I also used it in my nano tank and it works perfectly fine. Also if I can't get right to the corner I use toothbrush and vinegar + kitchen towel for the limescale (where the water surface meets the glass)-if you do it regularly your tank will look like brand new for ages.


----------



## Ajm200 (18 Jan 2016)

aaronnorth said:


> I have a sponge scourer, good as it is soft on one side, and rough on the other for more stubborn algaes. It lasts me ages as i only need to use it once a month.
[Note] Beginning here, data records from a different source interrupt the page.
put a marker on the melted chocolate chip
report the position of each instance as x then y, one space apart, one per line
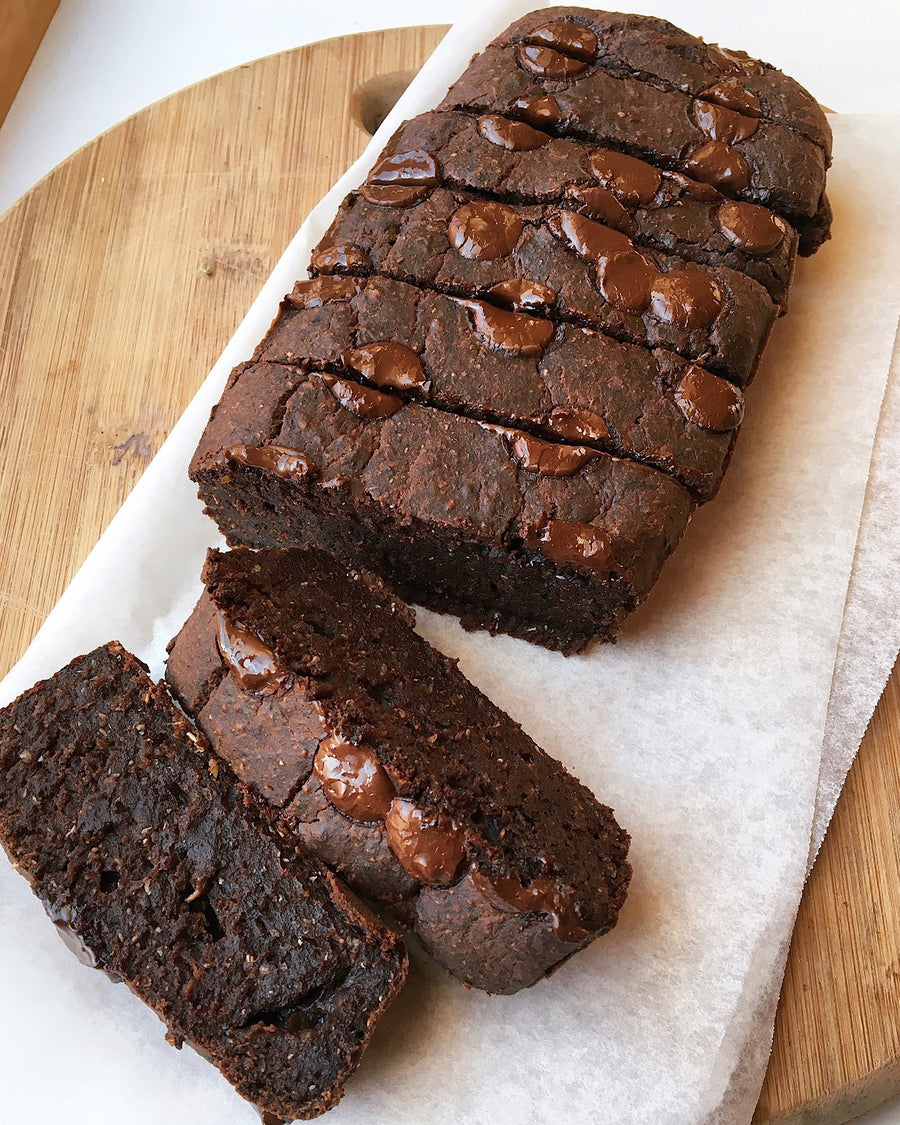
288 464
321 290
516 136
738 62
567 37
252 663
353 779
365 402
429 847
730 93
586 237
388 365
541 113
546 458
402 179
601 205
723 124
543 62
632 180
572 423
572 542
522 295
718 163
541 894
509 332
749 226
686 298
485 230
342 255
627 280
708 401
Very cheap & effective
> 
> View attachment 70296


I used one of those scourers to remove a combo of gas and diatoms after I was forced to neglect the tank for a while due to injury and it left scratches all over the glass.  They are deep enough to be visible when the tank is full and annoy me so much that I'm considering replacing my 5'x2'x2' tank.   I'd avoid those scourers like the plague in future!

I now use a long handled blade  scraper but rarely need it so it has lasted over 9 months


----------



## Henry (18 Jan 2016)

Ajm200 said:


> I used one of those scourers to remove a combo of gas and diatoms after I was forced to neglect the tank for a while due to injury and it left scratches all over the glass.  They are deep enough to be visible when the tank is full and annoy me so much that I'm considering replacing my 5'x2'x2' tank.   I'd avoid those scourers like the plague in future!
> 
> I now use a long handled blade  scraper but rarely need it so it has lasted over 9 months



You need to be careful to use the 'Non Scratch' variety!


----------



## Ajm200 (19 Jan 2016)

I did use the non-scratch variety but it still made a mess of the glass.  Maybe something gritty got caught in it


----------



## Manuel Arias (19 Jan 2016)

I use Dennerle Cleanator. It works fab and totally safe for glass. It also helps to remove lime scales from the emerged parts, and can be effectively used also in the pastic parts (if any) with no harm to it. It works very efficiently.

The down part of it is that due to its design, it is not possible to use in very narrow spaces of the aquarium. However, its size makes it great to remove any algae in the glass very quick.

So far it is my favorite, but its down size forces to use other stuff for the narrowest spaces in your tank.


----------